Florida: Last week, a three-judge federal panel reviewing Florida’s new voting laws set July 9 as the date to submit final briefs in the case. This may require Florida to run its August 14 primary under two sets of laws. Five counties in Florida require federal preclearance for any changes to voting laws under Section 5 of the Voting Rights Act.
In the wake of the new voting law that places restrictions on groups holding voter registration drives, supervisors of elections are getting more active than in previous years by holding registration events.
North Carolina: Republican lawmakers are encouraging voters to bring a photo ID with them to the polls in support of voter ID laws. The legislature passed a photo ID bill last year but it was vetoed by the governor. Republican candidate Pat McCrory stated he supports showing photo ID at the polls and is encouraging his supporters to show an ID when they vote. Democratic gubernatorial candidates are all opposed to voter photo ID legislation.
Opponents of voter ID laws held a protest outside the state capitol and delivered over 4,000 petitions to legislative leaders in opposition to the proposed legislation.
Six of the 8 city council members in Winston-Salem signed a letter opposing a proposed photo ID law.
Pennsylvania: Yesterday, Pennsylvania held a “test run” on its new voter ID law for the primary election. Voters were asked for a photo ID but were not required to show one in order to vote. In one small town, many voters thought the law was “stupid” and a waste of money. It was reported that in Cumberland County, a sign was posted outside a polling location reading “ID Required to Vote”. After a complaint was reported, the sign was taken down. However, similar signs remained inside the polling location. Another polling place outside a Harrisburg polling location displayed a sign that read “Be Prepared to Show Photo Identification".
The Borough Council president in Doylestown complained about the new photo ID law at a Bucks County Board of Commissioners meeting last week. When his 91 year-old mother with a 70 year voting history attempted to get a photo ID, she was denied because documents she presented were in her married name and her marriage license showing her maiden name was in Hebrew which the DMV staffer could not read. The state worker suggested she take legal action to change the deed on her house from her married name to her maiden name. That way she would be able to get the ID she needs to vote.
State Senator Mike Brubaker is raising concerns about the process of getting a non-photo ID for his constituents with religious objections to having their photos taken. He feels the questionnaire to request a non-photo ID is intrusive and requires more detail than most people would be able to give. He is in talks with PennDot and hopes changes will be made before November.
Pennsylvania Secretary of the Commonwealth Carol Aichele announced last week that seniors with expired licenses can go to a PennDot office and only need to give their name in order to receive a new, free non-driver photo ID to vote. Some licenses that expired prior to 1990 may not be in the system. Seniors can find out if they are in the system to obtain their ID by calling a hotline before heading to the PennDot office.

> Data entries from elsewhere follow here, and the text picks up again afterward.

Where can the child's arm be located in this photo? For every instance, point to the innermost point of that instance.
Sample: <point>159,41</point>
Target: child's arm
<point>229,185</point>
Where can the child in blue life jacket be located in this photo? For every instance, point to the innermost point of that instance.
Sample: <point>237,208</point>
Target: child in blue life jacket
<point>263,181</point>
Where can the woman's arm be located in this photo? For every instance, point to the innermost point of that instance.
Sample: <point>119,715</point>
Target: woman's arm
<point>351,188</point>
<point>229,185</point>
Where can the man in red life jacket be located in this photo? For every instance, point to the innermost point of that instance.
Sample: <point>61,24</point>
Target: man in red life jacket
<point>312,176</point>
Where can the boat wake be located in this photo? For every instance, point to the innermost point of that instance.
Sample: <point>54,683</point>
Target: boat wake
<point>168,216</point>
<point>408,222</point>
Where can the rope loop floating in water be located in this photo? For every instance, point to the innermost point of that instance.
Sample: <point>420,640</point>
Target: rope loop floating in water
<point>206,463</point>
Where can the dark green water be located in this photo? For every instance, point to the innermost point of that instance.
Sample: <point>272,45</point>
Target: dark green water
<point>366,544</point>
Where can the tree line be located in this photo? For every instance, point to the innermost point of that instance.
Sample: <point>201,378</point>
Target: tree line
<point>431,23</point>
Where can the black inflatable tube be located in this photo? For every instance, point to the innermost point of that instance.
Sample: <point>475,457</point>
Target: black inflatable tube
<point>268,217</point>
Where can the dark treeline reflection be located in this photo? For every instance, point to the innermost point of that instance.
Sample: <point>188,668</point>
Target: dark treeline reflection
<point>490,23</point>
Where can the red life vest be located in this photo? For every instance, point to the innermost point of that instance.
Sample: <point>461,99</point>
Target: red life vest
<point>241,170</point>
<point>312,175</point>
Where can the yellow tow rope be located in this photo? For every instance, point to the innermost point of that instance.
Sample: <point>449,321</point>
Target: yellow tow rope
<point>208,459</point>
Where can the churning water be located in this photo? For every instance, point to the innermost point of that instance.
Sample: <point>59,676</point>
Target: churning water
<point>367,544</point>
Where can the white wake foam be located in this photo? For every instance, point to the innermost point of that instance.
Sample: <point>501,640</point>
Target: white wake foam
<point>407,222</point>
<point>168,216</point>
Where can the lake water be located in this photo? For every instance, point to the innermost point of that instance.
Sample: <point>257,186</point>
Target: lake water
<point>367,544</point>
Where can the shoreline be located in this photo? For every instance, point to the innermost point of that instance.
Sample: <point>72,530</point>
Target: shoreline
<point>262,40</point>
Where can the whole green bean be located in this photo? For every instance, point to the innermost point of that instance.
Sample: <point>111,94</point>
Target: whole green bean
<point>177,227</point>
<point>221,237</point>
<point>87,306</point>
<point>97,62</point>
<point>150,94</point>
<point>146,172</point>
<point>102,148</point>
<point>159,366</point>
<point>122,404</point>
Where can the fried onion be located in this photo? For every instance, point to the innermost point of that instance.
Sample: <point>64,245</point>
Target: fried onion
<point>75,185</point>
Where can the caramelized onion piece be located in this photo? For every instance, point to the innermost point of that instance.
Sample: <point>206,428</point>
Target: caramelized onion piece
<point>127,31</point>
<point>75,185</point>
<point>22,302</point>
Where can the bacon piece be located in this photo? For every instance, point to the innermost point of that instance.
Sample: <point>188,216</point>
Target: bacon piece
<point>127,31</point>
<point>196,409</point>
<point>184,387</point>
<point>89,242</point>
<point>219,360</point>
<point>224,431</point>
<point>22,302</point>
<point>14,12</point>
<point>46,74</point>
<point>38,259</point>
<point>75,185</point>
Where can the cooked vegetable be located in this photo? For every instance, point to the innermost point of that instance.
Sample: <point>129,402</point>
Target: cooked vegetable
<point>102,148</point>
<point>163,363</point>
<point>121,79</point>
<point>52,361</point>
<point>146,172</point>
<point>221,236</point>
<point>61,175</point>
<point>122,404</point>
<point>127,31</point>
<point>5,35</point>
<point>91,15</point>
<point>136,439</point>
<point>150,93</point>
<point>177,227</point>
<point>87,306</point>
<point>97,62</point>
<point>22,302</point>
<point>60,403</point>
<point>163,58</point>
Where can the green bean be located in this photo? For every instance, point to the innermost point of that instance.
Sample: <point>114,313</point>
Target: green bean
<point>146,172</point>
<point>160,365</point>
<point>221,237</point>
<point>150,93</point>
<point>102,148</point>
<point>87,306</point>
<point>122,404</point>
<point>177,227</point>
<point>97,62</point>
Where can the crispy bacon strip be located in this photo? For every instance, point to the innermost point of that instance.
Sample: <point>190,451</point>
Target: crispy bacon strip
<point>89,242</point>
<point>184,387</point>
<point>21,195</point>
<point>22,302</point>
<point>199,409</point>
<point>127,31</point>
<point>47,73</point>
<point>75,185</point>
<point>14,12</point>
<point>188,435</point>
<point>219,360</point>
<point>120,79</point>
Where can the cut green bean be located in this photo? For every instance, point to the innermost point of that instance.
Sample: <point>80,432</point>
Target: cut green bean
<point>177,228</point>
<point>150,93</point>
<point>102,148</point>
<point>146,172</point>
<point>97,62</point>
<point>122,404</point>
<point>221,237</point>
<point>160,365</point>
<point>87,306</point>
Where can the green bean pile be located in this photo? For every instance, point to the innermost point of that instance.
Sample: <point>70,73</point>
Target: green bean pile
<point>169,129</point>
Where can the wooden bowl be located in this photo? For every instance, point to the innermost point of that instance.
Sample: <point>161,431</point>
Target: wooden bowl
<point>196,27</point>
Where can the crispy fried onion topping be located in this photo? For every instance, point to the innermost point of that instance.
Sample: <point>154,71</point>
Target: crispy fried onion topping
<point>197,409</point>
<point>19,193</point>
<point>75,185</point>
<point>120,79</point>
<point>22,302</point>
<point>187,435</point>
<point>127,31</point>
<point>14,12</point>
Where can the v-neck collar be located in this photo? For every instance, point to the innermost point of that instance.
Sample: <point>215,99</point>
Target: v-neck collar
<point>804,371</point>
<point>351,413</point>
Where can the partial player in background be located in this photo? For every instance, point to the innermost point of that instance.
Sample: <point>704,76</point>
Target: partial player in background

Rhode Island: Yesterday was the first statewide election under the new voter ID law that was passed last year. Voters can show approved photo and non-photo IDs until 2014. Starting in 2014, the ID must contain a photo. The secretary of state reported that a survey of polling sites in 25 cities and towns found fewer than 25 voters lacked the necessary ID and voted by provisional ballot. Those ballots will be counted if the signature on the ballot matches the signature on file.
Texas: The U.S. Department of Justice is asking a three-judge federal panel to delay the trial over Texas’s voter ID law because DOJ claims that the Texas attorney general is stalling DOJ requests for information and opposing efforts to require Republican lawmakers to testify. The trial is currently scheduled for July 9.